The four Appellate Division justices have rejected the challenge to rulings of Unemployment Insurance Appeal Board by Greystoke Industries, operator of Paradise Found in Dewitt [a town near Syracuse].

Quotesgram.com

They cite "substantial evidence" to support the finding that it exercised sufficient control over the dancers to establish an employment relationship, despite evidence that could support "a contrary result." They note that the dancers could set their schedules and provide their own music and costumes.

This ruling follows other cases that have ruled that dancers are traditional employees. Two years ago, dancers who worked at a New York City club were granted $10 million in back wages. The court ruled that charging the dancers "an appearance fee" and then letting them keep most of the money they made didn't abrograte minimum wage and other responsibilities for the club owner.

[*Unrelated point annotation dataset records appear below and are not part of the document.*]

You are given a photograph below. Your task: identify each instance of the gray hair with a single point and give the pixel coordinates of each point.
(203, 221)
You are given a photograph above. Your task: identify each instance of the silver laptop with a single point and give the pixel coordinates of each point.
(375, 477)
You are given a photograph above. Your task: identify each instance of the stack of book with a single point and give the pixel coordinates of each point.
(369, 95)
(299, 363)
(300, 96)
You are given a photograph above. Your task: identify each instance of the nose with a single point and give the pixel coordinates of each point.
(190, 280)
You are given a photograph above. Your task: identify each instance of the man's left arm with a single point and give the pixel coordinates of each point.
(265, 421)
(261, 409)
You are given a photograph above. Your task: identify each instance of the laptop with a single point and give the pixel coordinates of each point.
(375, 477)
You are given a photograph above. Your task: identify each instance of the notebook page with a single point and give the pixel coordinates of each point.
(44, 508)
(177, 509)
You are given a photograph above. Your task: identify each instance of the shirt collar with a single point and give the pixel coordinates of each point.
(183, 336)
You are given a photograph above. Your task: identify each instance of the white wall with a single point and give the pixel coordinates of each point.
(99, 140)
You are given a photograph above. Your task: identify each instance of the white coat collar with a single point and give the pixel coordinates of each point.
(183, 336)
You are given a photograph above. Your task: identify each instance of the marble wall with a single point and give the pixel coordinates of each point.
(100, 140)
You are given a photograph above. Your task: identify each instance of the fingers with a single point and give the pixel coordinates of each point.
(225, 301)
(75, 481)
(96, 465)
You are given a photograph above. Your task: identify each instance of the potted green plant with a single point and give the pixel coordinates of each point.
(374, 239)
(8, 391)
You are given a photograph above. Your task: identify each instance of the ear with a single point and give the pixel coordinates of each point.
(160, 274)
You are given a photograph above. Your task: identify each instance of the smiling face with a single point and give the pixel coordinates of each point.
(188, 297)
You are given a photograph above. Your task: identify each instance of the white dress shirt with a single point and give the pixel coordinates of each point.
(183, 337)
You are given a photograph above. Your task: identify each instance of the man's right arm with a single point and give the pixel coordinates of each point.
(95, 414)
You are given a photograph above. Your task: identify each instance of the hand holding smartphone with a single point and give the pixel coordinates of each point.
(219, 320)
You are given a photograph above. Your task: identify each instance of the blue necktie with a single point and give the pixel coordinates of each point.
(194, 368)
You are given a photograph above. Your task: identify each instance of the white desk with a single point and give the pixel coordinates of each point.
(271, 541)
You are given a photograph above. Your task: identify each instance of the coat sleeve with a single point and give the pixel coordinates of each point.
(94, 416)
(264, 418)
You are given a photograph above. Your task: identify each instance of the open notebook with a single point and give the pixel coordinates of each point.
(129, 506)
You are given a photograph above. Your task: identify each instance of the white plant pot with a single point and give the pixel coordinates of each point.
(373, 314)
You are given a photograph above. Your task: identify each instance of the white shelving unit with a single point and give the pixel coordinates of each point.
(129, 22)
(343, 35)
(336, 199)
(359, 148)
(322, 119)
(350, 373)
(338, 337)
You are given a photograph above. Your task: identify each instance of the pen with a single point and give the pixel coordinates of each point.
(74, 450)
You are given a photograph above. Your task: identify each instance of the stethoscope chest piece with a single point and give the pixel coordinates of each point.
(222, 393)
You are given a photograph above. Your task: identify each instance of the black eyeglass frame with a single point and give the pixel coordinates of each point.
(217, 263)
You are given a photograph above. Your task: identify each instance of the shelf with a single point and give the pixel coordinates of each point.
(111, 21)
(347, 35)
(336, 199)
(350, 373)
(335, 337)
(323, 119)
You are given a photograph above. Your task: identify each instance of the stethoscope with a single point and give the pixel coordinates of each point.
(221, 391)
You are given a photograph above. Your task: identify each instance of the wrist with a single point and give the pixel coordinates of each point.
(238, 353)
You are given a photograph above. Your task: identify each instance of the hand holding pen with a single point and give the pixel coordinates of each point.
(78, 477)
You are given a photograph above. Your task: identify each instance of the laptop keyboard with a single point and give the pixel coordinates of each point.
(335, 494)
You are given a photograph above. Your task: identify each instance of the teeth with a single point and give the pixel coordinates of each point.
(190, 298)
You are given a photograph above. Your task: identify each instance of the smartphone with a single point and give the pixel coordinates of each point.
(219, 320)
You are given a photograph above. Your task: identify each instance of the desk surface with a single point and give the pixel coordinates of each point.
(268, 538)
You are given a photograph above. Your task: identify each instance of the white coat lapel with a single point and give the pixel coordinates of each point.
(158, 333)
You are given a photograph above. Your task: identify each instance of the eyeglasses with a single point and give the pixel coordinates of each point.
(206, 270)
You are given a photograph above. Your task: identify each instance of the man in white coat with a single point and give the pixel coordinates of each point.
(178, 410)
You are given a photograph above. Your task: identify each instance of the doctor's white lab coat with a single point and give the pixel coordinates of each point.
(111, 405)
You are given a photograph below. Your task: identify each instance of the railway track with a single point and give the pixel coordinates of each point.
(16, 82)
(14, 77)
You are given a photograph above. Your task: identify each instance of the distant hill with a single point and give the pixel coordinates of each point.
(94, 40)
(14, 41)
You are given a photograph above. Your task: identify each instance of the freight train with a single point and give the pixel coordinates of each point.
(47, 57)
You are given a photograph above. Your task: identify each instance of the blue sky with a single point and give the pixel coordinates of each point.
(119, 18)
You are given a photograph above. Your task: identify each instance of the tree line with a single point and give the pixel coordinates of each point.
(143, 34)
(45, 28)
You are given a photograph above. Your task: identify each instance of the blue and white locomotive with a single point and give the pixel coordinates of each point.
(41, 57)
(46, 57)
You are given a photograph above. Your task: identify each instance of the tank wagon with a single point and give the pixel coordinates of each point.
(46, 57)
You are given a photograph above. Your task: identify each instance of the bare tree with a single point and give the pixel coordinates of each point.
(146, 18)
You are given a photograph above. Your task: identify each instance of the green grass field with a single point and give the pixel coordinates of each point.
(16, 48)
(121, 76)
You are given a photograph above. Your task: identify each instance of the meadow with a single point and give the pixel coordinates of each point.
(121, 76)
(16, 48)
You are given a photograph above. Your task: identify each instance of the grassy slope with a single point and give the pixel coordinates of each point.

It may be more than a short Uber ride from stripping to the sharing economy, but the distance is actually smaller than it might seem on first glance. Just as technology is changing how we live, there's every reason to believe that new and more-fluid relationships in the workplace will develop in the workplace too. Businesses struggle to keep labor costs down so they can stay in business. But speaking as a manager myself, I know that businesses are also desperate to attract and keep good workers; you don't stiff people who are helping to make you succeed. You negotiate to keep them happy and keep your business functioning. That might mean letting certain people work from home or set their own, unconventional hours; paying people as contractors if that's what they want; reducing hours and overall pay if they only want a part-time gig; and more. The point is that our world is becoming more and more personalized, individualized, and responsive to different people's needs and wants.

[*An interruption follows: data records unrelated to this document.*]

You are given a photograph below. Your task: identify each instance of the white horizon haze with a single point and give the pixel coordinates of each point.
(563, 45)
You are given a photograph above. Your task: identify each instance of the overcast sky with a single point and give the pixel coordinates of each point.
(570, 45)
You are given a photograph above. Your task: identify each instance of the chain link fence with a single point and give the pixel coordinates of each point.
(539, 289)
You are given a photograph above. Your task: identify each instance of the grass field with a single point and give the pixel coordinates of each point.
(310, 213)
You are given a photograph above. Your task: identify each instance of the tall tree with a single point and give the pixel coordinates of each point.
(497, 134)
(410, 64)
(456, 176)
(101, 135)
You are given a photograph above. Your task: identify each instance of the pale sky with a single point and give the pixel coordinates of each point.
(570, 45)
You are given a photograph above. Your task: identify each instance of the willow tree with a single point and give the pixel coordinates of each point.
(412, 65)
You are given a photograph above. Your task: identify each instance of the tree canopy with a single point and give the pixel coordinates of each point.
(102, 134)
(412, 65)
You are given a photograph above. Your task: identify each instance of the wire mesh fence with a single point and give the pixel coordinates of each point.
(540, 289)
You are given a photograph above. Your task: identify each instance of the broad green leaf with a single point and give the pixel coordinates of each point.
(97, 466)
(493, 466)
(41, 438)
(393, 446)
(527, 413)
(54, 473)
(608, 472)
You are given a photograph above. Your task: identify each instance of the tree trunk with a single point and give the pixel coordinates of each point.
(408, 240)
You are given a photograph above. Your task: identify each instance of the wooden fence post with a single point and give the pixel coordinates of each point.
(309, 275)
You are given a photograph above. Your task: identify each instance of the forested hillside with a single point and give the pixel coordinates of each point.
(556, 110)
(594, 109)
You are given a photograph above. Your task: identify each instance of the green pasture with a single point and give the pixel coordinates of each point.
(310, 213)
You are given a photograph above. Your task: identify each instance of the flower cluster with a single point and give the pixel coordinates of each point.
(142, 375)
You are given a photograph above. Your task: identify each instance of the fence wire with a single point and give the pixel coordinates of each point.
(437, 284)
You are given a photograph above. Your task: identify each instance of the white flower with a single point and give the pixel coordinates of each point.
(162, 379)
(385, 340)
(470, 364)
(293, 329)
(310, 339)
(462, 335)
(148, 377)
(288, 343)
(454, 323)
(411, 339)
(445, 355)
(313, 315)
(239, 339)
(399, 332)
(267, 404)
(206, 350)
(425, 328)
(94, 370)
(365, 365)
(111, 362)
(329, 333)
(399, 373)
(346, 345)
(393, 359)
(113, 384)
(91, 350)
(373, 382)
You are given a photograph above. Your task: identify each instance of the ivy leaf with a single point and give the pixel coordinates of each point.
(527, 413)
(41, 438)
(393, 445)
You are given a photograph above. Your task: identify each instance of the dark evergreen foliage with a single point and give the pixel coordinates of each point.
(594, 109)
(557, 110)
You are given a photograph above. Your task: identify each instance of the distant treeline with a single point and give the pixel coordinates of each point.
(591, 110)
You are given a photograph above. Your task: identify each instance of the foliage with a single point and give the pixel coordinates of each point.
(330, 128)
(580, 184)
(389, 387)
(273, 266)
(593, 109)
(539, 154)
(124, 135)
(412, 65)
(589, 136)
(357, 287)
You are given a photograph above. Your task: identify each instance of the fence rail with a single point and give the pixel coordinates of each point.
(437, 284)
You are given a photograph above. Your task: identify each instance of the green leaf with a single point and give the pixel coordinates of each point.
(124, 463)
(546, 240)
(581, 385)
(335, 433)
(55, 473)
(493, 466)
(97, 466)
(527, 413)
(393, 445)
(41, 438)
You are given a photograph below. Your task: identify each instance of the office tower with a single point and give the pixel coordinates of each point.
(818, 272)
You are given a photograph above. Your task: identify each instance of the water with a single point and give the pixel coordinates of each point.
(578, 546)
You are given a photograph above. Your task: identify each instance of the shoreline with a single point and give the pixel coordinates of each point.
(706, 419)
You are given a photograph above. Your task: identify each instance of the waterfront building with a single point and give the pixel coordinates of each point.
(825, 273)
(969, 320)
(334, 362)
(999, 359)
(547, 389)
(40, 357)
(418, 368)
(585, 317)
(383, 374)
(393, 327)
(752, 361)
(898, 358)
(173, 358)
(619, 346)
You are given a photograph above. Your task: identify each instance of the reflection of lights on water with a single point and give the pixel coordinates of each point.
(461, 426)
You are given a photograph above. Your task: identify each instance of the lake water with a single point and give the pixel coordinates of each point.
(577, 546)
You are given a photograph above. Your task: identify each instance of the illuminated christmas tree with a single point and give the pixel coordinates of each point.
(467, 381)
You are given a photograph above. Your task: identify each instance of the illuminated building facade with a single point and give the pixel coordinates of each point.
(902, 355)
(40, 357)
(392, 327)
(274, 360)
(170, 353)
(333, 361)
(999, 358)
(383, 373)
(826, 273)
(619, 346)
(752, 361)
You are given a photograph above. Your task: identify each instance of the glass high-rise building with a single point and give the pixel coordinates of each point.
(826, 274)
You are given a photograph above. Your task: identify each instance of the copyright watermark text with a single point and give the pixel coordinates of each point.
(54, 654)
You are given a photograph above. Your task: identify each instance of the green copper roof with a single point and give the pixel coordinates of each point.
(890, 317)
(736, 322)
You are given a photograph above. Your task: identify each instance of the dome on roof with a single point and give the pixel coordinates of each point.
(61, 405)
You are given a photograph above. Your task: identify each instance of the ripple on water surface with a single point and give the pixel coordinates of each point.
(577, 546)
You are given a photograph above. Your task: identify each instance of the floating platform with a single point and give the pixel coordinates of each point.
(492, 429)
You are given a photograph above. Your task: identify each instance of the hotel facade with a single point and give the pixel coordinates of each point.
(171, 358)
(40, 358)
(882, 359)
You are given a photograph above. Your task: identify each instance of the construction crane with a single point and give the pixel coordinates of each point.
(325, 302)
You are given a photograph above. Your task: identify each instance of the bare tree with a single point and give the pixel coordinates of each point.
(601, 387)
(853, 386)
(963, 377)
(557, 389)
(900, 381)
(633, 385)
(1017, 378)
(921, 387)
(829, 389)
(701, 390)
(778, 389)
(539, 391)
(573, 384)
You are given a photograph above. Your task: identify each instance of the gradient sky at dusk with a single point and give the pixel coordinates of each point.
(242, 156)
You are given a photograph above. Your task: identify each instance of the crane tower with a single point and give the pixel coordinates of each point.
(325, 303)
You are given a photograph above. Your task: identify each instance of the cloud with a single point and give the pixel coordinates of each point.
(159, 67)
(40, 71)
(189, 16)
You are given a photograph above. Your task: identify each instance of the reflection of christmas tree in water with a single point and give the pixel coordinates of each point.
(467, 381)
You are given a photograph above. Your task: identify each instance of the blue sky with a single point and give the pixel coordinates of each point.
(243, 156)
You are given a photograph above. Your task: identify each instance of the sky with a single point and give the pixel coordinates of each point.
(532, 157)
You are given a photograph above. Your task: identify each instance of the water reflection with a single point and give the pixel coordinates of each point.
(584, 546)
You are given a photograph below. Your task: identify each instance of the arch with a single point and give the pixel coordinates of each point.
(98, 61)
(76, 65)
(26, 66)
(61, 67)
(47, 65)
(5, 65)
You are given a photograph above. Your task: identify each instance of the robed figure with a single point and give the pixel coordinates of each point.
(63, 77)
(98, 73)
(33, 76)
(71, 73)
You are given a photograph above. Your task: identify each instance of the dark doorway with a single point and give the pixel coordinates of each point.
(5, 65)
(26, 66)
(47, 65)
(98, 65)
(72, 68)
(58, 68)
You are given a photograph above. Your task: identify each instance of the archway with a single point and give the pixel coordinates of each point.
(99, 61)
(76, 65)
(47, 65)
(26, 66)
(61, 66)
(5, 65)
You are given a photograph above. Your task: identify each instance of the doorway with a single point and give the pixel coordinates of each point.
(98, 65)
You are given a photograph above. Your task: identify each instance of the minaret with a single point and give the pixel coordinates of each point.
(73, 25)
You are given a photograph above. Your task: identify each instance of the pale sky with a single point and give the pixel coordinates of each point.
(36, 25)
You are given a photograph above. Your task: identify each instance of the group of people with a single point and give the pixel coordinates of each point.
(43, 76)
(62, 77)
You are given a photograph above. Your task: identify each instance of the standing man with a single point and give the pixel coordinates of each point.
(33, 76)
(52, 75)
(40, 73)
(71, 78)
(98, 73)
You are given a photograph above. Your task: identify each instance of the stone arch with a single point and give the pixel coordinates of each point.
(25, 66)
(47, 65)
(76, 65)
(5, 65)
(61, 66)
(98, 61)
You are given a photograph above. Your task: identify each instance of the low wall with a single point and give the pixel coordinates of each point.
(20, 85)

When it comes to jobs, the best way for that to happen isn't to layer the workplace with requirements and regulations that were created in a very different world under very different circumstances. If every new and innovative businesss must not only struggle to find a profitable market but also adhere to government dictates created 50, 60, or 70 years ago, well, good luck with economic growth and innovation.

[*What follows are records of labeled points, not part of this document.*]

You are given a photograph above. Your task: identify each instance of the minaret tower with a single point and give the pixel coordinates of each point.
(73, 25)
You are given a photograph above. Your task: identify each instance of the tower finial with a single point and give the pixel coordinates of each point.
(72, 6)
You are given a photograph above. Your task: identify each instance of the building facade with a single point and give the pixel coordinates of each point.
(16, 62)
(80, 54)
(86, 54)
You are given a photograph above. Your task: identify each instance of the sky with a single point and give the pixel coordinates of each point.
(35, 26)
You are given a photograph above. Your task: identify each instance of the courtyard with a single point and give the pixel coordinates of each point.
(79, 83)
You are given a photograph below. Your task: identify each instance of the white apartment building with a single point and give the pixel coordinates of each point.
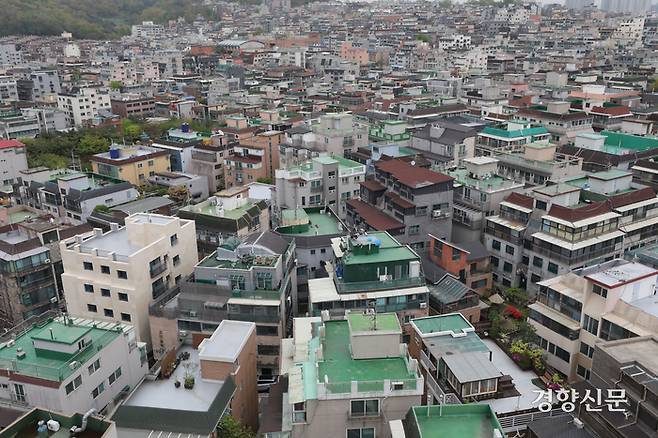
(326, 180)
(70, 365)
(10, 54)
(114, 276)
(611, 301)
(8, 89)
(13, 159)
(83, 106)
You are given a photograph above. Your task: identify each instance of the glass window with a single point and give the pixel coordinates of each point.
(591, 325)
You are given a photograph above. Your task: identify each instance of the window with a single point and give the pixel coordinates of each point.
(364, 432)
(591, 325)
(586, 349)
(364, 408)
(600, 290)
(115, 376)
(94, 366)
(299, 412)
(583, 372)
(98, 390)
(73, 384)
(267, 330)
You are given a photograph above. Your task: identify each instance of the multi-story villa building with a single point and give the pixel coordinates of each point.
(409, 201)
(114, 276)
(70, 364)
(577, 310)
(346, 377)
(371, 271)
(250, 281)
(323, 181)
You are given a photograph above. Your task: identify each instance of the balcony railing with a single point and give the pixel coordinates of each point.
(365, 286)
(369, 388)
(157, 269)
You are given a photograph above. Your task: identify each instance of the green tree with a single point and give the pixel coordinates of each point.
(229, 427)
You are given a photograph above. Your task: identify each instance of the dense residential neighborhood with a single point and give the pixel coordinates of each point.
(296, 219)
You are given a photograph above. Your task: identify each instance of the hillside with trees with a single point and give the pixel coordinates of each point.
(91, 19)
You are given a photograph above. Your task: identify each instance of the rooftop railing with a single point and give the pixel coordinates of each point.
(365, 286)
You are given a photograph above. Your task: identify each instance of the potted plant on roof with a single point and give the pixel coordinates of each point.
(190, 368)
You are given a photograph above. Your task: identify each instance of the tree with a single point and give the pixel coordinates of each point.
(229, 427)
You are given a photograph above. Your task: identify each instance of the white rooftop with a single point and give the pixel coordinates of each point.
(163, 394)
(227, 341)
(619, 273)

In this short video clip, Whole Foods co-founder and co-CEO John Mackey discusses how labor regulations make it more difficult to do business in a way that ends up punishing employers, employees, and customers of forward-looking businesses (disclosure: Mackey is a donor to Reason Foundation, the nonprofit that publishes this website). Keep in mind that Mackey doesn't run a shop like Paradise Found. He runs a business that has influenced all supermarkets in the country, even traditional ones, and he's done it by being responsive both to customers and his workers. And he's had to fight just about every step of the way to be free to try new ways of doing things.